Second: Dry asphalt is a breeze. With snow piled up on both sides of the road, running at just above or just around the freezing point is a real challenge because the melting snow makes the road perpetually wet. Water sucks the heat out of your feet crazy fast. Dry asphalt at minus 5 is much easier to run on than wet asphalt at plus 1.

Third: No walk breaks! Walking means your foot is in contact with the ground for a considerably higher proportion of the stride cycle ... well over 50%. Running pushes that in-contact percentage well below 50%. The result is much warmer feet when running than walking. (Standing around, even for the few seconds it takes for the dog to have a pee, is of course even worse still.)

Fourth: Worse than water, snow or ice is the gravel they spray on the roads after a snowfall. This is what is really the limiting factor in the length of my runs. The highway I run on is steep, winding and little-travelled. This means that for safety a lot of sand and gravel are applied when it snows, and it tends to stay there. I have a feeling the streets and seawall of Vancouver will be a breeze after this.

I'm not going to risk frostbite or trenchfoot. But I am planning to try to get two or three short (1-3 km) barefoot runs in a week right through the thick of the winter. It seems quite do-able at this point. Hopefully once the weather starts warming up in March and April I'll be well poised to switch most of my running miles to barefoot.

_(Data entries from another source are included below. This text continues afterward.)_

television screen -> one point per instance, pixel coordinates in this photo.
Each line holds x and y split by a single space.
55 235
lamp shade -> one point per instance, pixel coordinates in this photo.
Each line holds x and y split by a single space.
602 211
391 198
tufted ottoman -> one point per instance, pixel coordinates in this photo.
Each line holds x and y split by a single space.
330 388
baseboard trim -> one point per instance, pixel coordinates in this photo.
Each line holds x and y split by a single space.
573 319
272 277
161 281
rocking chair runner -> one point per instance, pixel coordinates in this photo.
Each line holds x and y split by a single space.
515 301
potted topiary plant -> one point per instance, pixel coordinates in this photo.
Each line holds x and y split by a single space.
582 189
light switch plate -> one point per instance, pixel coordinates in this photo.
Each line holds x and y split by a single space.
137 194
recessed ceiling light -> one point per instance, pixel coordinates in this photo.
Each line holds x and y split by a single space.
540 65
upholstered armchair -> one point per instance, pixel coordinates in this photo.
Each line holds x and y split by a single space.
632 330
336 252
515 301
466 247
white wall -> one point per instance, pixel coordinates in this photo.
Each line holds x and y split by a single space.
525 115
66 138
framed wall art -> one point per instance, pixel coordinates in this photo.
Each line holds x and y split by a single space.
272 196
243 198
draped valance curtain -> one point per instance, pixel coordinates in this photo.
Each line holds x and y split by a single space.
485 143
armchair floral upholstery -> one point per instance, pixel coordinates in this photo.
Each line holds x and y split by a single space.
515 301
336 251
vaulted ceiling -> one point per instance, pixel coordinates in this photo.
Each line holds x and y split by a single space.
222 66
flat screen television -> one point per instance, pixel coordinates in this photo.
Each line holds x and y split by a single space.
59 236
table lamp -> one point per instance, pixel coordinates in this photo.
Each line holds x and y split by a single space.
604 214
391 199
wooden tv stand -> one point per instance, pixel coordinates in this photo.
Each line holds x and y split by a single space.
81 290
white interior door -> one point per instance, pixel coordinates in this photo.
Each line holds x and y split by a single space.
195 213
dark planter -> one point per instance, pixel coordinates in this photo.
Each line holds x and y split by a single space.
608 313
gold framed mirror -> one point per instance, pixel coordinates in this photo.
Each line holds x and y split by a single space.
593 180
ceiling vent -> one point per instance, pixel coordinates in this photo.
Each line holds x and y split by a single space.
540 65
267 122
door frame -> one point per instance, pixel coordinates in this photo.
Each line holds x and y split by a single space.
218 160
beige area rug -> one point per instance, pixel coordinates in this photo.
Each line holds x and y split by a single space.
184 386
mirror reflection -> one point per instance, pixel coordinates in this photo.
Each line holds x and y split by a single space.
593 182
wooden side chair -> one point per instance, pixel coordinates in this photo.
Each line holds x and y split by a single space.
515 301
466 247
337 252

On a more general running note, I've got my weekly mileage up over 50 km for two weeks already and am feeling good.   February should average about 60k/week, March 70k/week, April a little higher, but then tapering back.

Sunday, January 01, 2012

Holidays 2011

There was no Christmas in this family. We went to my mom's and ate her turkey. But other than that, no Christmas. We're waiting for Erin to get back from China next week, when she'll stop in for a week's visit.

Irish Cream. We've been making it, 3 litres at a time and enjoying it a tiny glassful each of us each night after dinner. It needs to be refrigerated, but our fridge was very full, so we put it on the deck. One day there was only one jar there. We looked around and found an empty jar on the snow on the lawn with the lid chewed off. The dog was discovered to have a very raw-looking (much-licked) snout and a complacent demeanour. We have made more room in the fridge.

Chuck bought a big TV. We had been using an old 27" model that was deeper than it was wide. Now we have a wall-mounted 46" expanse of perpetual programming. I suppose the novelty will wear off and it'll get shut off from time to time. It'll be nice for DVDs and such, but so far it's not talking very well to the input components and we're waiting for a swanky HDMI cable that's on order.

Human Planet. Great new BBC series we've been watching, similar to Planet Earth and Life but focused on human adaptations and innovations in extreme environments. Looking forward to watching it on the TV. For now, my iMac suffices.

We killed animals. My way of making peace with no longer being a vegetarian (since I was the last holdout non-meat-eater in the family). I figured that if I could kill some of our chickens with my own hands and eat them, I could then eat meat in good conscience, in full appreciation of the ethical and practical implications. So today we killed our excess roosters.

I've been running. I managed to do 53k last week, plus some crosstraining. This week will be busier, so fewer miles, but I'm off to a good start.

The kids are back to school tomorrow. We'll celebrate Erin's birthday next weekend, Festivus the following weekend and Fiona's birthday the weekend after that.